Statement on the Abuse of Iraqi Prisoners, May 14, 2004

Year Published
  • 2013
  • English

Most Reverend John H. Ricard, S.S.J.
Bishop of Pensacola-Tallahassee
Chairman, Committee on International Policy
United States Conference of Catholic Bishops

May 14, 2004

The horrifying images from Iraq are overwhelming. The disgusting pictures of the cruelty of some U.S. soldiers are surpassed by the grotesque beheading of Nicholas Berg and the abhorrent claim that his murder will redeem the dignity of the Iraqi prisoners.

The abuse and torture of Iraqi prisoners have brought shame upon our nation, are an affront to our most basic ideals, and will undermine legitimate efforts to confront the very real threats faced by our nation and the world.

As our nation expresses its revulsion at the crimes committed in its name and undertakes the essential task of determining the nature, extent and responsibility for the abuses, it is worth reflecting on two related moral risks that could arise in responding to the horrors of September 11th and the difficulties in Iraq.

The first risk arises from the fact that the uniquely catastrophic evil done to us on September 11th -- and the continuing evils exemplified by the grotesque beheading of Nicholas Berg – can feed a sense of exceptionalism.
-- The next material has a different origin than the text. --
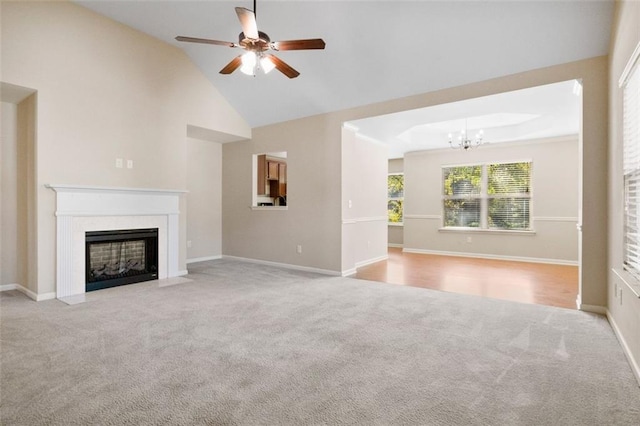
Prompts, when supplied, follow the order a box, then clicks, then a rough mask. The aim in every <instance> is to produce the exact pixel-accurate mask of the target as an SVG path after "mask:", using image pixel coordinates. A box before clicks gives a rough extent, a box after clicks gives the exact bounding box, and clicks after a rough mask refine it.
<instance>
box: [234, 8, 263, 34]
mask: <svg viewBox="0 0 640 426" xmlns="http://www.w3.org/2000/svg"><path fill="white" fill-rule="evenodd" d="M236 13H237V14H238V19H239V20H240V25H241V26H242V32H243V33H244V36H245V37H247V38H250V39H253V40H257V39H258V38H259V36H258V24H256V15H255V14H254V13H253V11H252V10H249V9H246V8H244V7H236Z"/></svg>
We can lose sight of the hard truth that the twin feelings of victimization and moral superiority do not free us from the moral obligation to uphold the basic rights even of our worst enemies who, themselves, show contempt for such rights.
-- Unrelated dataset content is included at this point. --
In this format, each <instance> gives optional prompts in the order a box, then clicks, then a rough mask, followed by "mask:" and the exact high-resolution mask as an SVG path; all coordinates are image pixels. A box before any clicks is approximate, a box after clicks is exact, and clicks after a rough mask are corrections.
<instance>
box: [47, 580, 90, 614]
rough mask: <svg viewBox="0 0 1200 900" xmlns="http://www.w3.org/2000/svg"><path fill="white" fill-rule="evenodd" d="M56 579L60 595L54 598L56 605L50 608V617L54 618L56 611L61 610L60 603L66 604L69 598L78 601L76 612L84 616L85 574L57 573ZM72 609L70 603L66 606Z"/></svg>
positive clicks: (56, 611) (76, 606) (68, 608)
The second risk is a natural outgrowth of the first. The gravity of the threats we face tempts us to tolerate an ends-justify-the-means morality. The inherent justice of our cause and the perceived necessities involved in stopping terrorism can lead to a minimalist morality that accepts a “permissive” interpretation of international law, the “inevitability” of mounting civilian casualties in Iraq, and the “realism” of an over-reliance on military responses to the problem of global terrorism.

The moral challenge at this moment is to address the horrendous cases of abuse in a way that proves to the world -– and, most importantly, to ourselves -- that our nation has not succumbed to these risks. The universal condemnation of what has taken place at Abu Ghraib is a hopeful sign that, despite the unspeakable evils done to us and the terrible threats we face, our nation is committed to acting in full accord with fundamental moral norms and America’s cherished ideals of liberty and justice for all. In doing so, we will uphold international law, strengthen the moral fiber of our nation, and best honor the memory of the victims of September 11th and the soldiers and civilians who have died in Afghanistan and Iraq.